RSHallu: Dual-Mode Hallucination Evaluation for Remote-Sensing Multimodal Large Language Models with Domain-Tailored Mitigation
Zihui Zhou, Yong Feng, Yanying Chen, Guofan Duan, Zhenxi Song, Mingliang Zhou, Weijia Jia
TL;DR
This work targets hallucinations in remote-sensing multimodal LLMs by introducing an RS-specific taxonomy that includes image-level errors. It establishes RSHalluEval, a dual-mode hallucination benchmark enabling online cloud auditing and offline local checking via RSHalluCheck, and builds RSHalluShield for training-friendly mitigation along with decoding-time and RS-aware prompting strategies as training-free remedies. Across RS-MLLMs, the approach yields up to $21.63$ percentage-point gains in hallucination-free performance while preserving RSVQA/RSVG capabilities, demonstrating practical benefits for high-stakes RS deployments.

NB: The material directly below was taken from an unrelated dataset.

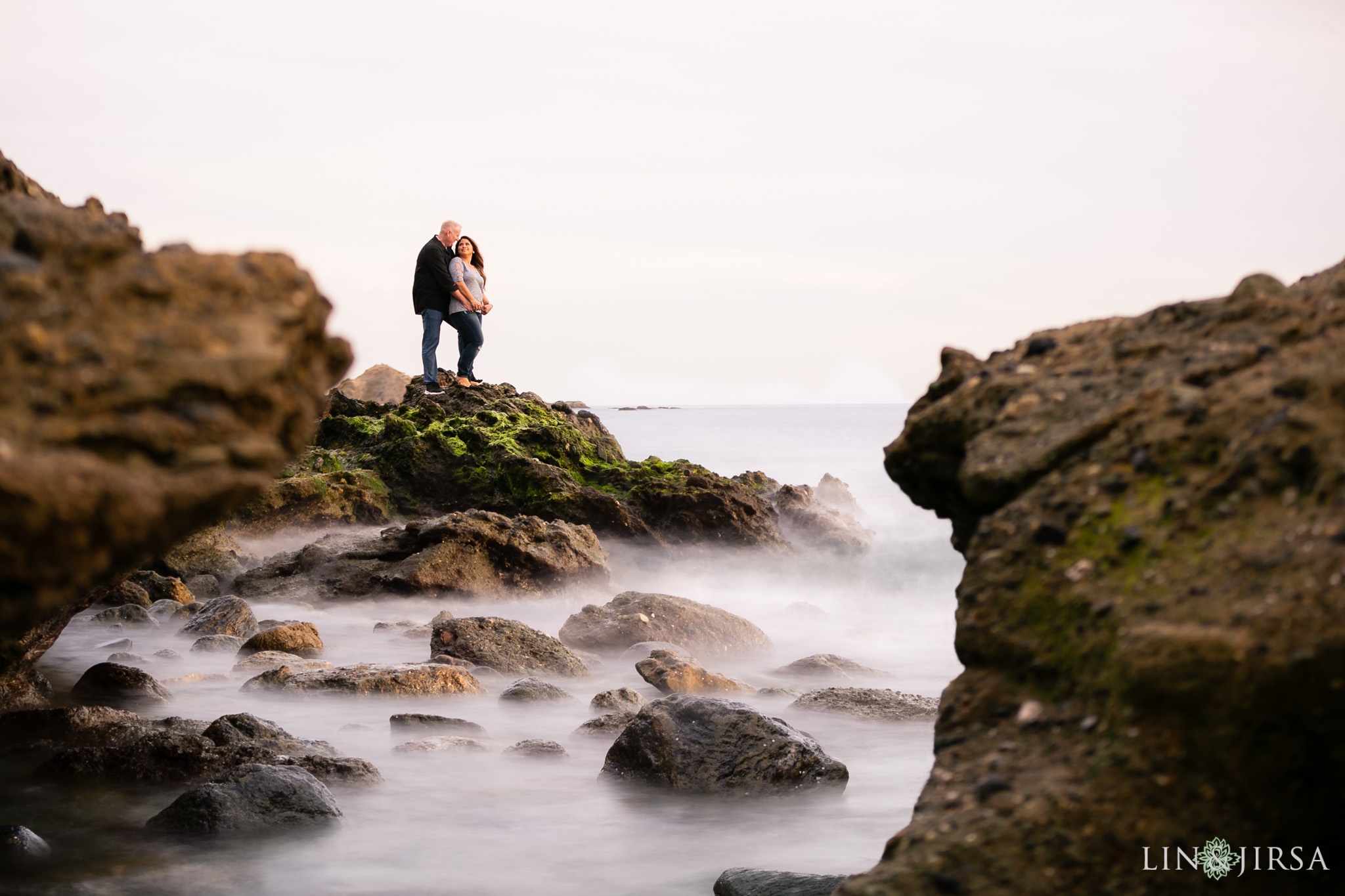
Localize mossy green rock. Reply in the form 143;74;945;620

The combination of taxonomy, scalable evaluation, and both training-based and training-free mitigations offers a comprehensive framework for trustworthy remote-sensing AI systems and facilitates downstream RS tasks and real-world applicability.
Abstract
Multimodal large language models (MLLMs) are increasingly adopted in remote sensing (RS) and have shown strong performance on tasks such as RS visual grounding (RSVG), RS visual question answering (RSVQA), and multimodal dialogue. However, hallucinations, which are responses inconsistent with the input RS images, severely hinder their deployment in high-stakes scenarios (e.g., emergency management and agricultural monitoring) and remain under-explored in RS. In this work, we present RSHallu, a systematic study with three deliverables: (1) we formalize RS hallucinations with an RS-oriented taxonomy and introduce image-level hallucination to capture RS-specific inconsistencies beyond object-centric errors (e.g., modality, resolution, and scene-level semantics); (2) we build a hallucination benchmark RSHalluEval (2,023 QA pairs) and enable dual-mode checking, supporting high-precision cloud auditing and low-cost reproducible local checking via a compact checker fine-tuned on RSHalluCheck dataset (15,396 QA pairs); and (3) we introduce a domain-tailored dataset RSHalluShield (30k QA pairs) for training-friendly mitigation and further propose training-free plug-and-play strategies, including decoding-time logit correction and RS-aware prompting. Across representative RS-MLLMs, our mitigation improves the hallucination-free rate by up to 21.63 percentage points under a unified protocol, while maintaining competitive performance on downstream RS tasks (RSVQA/RSVG). Code and datasets will be released.